〈聖書からのお話し〉
 
「主がお入り用なのです」

牧師 福井 基嗣
 
 皆様のカレンダーとは別に、キリスト教会はもう一つのカレンダーを持っています。それは「教会歴」と言います。教会歴では、今年の11月27日(日)は待降節(アドベンド)の始まりで、イエス・キリストのご降誕をお祝いするクリスマス礼拝のための準備が始まる日です(この日は聖書の暦の定めにより、年により日は変わります)。
 その備えの始まりの日を待降節第一主日(今年は11月27日)と呼び、待降節第四主日にクリスマス礼拝を行います。教会ではアドベンドキャンドル(四本の蝋燭を柊の葉などで飾ったもの)を、待降節第一主日の礼拝の日、聖壇などに設置し、その蝋燭に一本だけ火を灯します。そしてすべてのキャンドルの日が灯ったときがクリスマス礼拝の日です。

 この待降節の始まりの日曜日に、礼拝の中で読まれる聖書のみ言葉に、イエス様が十字架に架かられる一週間前、救い主としてイエス様がイスラエルの都、エルサレムに入城したときの出来事についてのみ言葉が伝統的に選ばれてきました。
 イエス様が救い主、つまり神のみ子、王の王としてエルサレムに入城にされたとき、用いられた乗り物が「子ロバ」でした。当時、王が都に入場するときは軍馬を用いるのですが、イエス様は子どものロバに乗られました。

 その入場の日、イエス様は弟子たちにその準備を指示し、近くの村にある子ロバを連れ来なさい。もし持ち主が何か言ったら、「主がお入り用なのです」 と伝えよ。そうすれば持ち主は子ロバを渡すだろうとおっしゃいました。

「主がお入り用なのです」というこの短い、一言のみ言葉は、わたしにとって想い出のある大切なみ言葉の一つです。
二十代のとき、私は自分の人生の行き先について途方に暮れていました。子どものときから、目指してきた自分の夢に破れ、今後どうしていっていいのか、生きる目標を見いだせず、悶々としていたときでした。ある日の教会の祈祷会で、今日の聖書箇所が読まれました。 当時のわたしは自分が何をやってもだめな、無能な人間のように思えていました。ですから、「この主がお入り用なのです」というみ言葉が心に突き刺さりました。

 こんな自分でも神の目から見たら、必要とされるのだろうか。何かの役に立ったりすることがあるのだろうか。そう感じました。そしてこの「主がお入り用なのです」というみ言葉が、自分は神に必要とされている、というように聞こえました。それは何か神のためにしなければならない。頑張って奉仕しなさいという、何かさせようというようなそんな操作的な言葉ではなくて、今のあなたが、ただ神に必要とされているのだ。たとえ今それがわからなくとも、あなたの人生に意味があるのだ、という神のメッセージに聞こえたのでした。
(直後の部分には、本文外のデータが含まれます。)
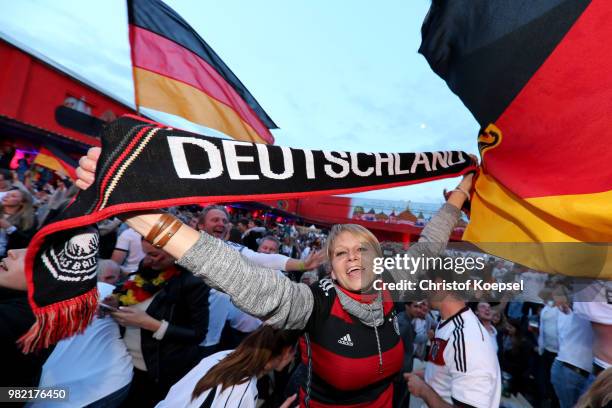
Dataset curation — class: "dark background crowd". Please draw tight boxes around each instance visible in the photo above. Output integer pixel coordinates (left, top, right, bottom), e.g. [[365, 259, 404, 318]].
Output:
[[0, 146, 608, 407]]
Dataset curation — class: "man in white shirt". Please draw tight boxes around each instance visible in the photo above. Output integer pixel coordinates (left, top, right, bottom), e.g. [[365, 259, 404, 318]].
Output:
[[538, 300, 561, 405], [404, 271, 501, 408], [476, 302, 498, 354], [198, 205, 322, 355], [111, 228, 145, 275], [550, 308, 593, 408]]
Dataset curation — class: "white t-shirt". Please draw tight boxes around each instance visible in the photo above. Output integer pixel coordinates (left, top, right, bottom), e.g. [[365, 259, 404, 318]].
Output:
[[156, 350, 258, 408], [515, 270, 548, 303], [538, 305, 562, 354], [123, 292, 159, 371], [557, 305, 593, 373], [115, 228, 145, 273], [425, 307, 501, 408], [33, 282, 133, 408], [574, 281, 612, 325]]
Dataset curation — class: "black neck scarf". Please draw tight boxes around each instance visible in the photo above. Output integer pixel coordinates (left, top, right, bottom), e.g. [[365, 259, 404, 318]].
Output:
[[20, 116, 475, 352]]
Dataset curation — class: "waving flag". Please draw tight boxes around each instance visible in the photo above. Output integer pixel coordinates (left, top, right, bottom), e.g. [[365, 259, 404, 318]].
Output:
[[34, 145, 78, 180], [128, 0, 277, 144], [419, 0, 612, 278]]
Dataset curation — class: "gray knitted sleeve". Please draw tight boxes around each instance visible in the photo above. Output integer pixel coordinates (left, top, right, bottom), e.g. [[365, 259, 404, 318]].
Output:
[[389, 203, 461, 294], [177, 234, 314, 329]]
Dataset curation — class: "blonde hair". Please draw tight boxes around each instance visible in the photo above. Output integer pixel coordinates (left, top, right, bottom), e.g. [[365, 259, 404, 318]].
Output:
[[325, 224, 382, 262]]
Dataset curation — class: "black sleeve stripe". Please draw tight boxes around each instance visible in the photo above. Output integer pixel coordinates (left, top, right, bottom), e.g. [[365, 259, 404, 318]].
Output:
[[451, 397, 476, 408]]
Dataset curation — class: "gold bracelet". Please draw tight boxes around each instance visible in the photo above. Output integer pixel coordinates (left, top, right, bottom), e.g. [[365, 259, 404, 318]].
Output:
[[153, 218, 183, 249], [145, 213, 176, 243]]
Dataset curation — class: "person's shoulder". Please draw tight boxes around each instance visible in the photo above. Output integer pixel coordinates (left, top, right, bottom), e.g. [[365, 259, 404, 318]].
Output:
[[177, 265, 209, 289]]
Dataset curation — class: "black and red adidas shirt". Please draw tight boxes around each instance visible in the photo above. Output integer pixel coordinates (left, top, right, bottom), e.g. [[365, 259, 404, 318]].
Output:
[[300, 279, 404, 408]]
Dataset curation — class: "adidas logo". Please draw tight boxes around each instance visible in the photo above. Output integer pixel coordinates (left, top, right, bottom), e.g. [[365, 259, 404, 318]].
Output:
[[338, 334, 353, 347]]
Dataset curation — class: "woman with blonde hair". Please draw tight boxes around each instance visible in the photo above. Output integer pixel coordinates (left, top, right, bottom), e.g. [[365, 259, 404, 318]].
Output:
[[0, 188, 35, 256], [77, 149, 473, 408]]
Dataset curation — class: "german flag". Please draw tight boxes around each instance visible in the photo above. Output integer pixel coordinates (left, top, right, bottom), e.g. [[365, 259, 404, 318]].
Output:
[[128, 0, 277, 144], [34, 146, 78, 180], [419, 0, 612, 279]]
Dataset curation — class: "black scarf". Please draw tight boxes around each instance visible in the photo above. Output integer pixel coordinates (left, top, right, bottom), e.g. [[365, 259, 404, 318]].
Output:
[[21, 116, 475, 351]]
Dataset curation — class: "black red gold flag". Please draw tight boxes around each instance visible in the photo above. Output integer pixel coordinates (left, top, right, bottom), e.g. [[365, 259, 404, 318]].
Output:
[[419, 0, 612, 278], [128, 0, 277, 144]]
 ターミナルケアや死、医療の問題などで著作のある柳田国男さんというお方がおられますが、この方の息子さんは自閉症でありました。そして社会生活に馴染めず、何もなしえないことに悲観して、自ら命を絶ったのでありました。その遺言に「社会にとって自分は無用の存在」であるとあったそうです。

 父親として柳田さんは、何とか息子の生涯に意味を与えたい。自ら無用だと言って何もなしえなかった生涯が無用なものではないという証を、父親としてたててやりたいと願われて、まず息子さんの体を臓器移植され、そして息子さんのことを本に書かれたそうであります。

イエス様が子ロバに乗ってエルサレムに入る。これも意味のないことではなく、意味のあることでありました。イエス様がこのとき、乗るのはロバの子でなければならなかった。馬やラクダではいけません。また大人のロバでもいけませんでした。なぜかというと、大人のロバは、既に乗り手がついている。ユダヤの掟において神のご用に用いる場合、当然まだ誰も乗ったことのない、初乗りのロバでなくてはならないのと定められていましたので、自然、子ロバということになります。
なぜかと申しますと、この子ロバに乗ったエルサレムに来る王こそメシヤ(救い主)と旧約聖書・ゼカリヤ書9章に預言されているからです。ですからイエス様が子ロバに乗るのは意味あってすることで、このことによってご自分が預言者ゼカリヤを通して神が約束したユダヤの王である、メシヤであるということを示されたわけです。
「主がお入り用なのです」。この言葉は今日も私たちに語られる主のメッセージであります。それはあなたの人生に意味がある、神の愛とご計画の中にあるというメッセージなのです。そしてそこに本当の自分を私たちは見出すのではないでしょうか。「神に生かされ、赦され、愛されている自分」を。